Your tactical decision loop can vary based on the current activity the global loop decides. So for example in the "retreating" state you might want to hit Windwalk if enemies are nearby or Blink over enemies if they walk at you. In the "Prowl" state you might want to save kill securing moves until the victim is low health. If in the "retreating" state you might be more liberal with ability use, casting expensive area moves on single targets chasing you, since your mana will be replenished when you heal.
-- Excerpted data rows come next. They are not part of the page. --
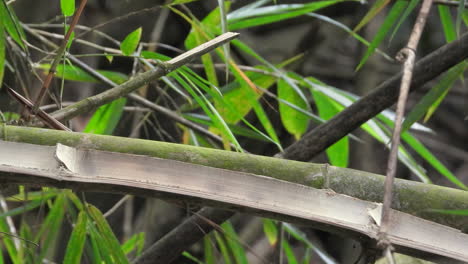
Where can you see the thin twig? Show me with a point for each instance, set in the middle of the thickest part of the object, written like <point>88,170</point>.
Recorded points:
<point>46,118</point>
<point>53,66</point>
<point>408,55</point>
<point>140,100</point>
<point>449,2</point>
One could make a simple list of tests, ordered by priority of execution, for the tactical AI. I think this is how Heroes of the Storm implements it and is how StarCraft II units work (so the idea is pretty solid and should work in WC3). Of course one could use a decision network to come to which action is the best to create as that could technically be more correct however it is also a lot more complicated and pretty solid results can be obtained from a simple sequential list of tests.
There are several reasons why it is good to divide the thinking process. The first is modularity, they can be developed separately from each other. Then there is reuse, since generally global think loops could be recycled between heroes where as each hero likely needs its own tactical think loop to use its abilities appropriately. Then there is reducing overhead, since global think loops can have a period of 1 to 10 seconds where as a tactical think loop might have a period of 0.1 to 1 second. Finally there is the object relationship, since there is only ever 1 global loop but depending on game there may be multiple tactical loops per player for example in a dual hero mode (one for each hero) or if a summon is involved (one for hero and one for summon).
In the end the AI will never be perfect. It will always be exploitable, and act stupid at times. However it can still be good enough to give newbies a run for their money which probably justifies all the work.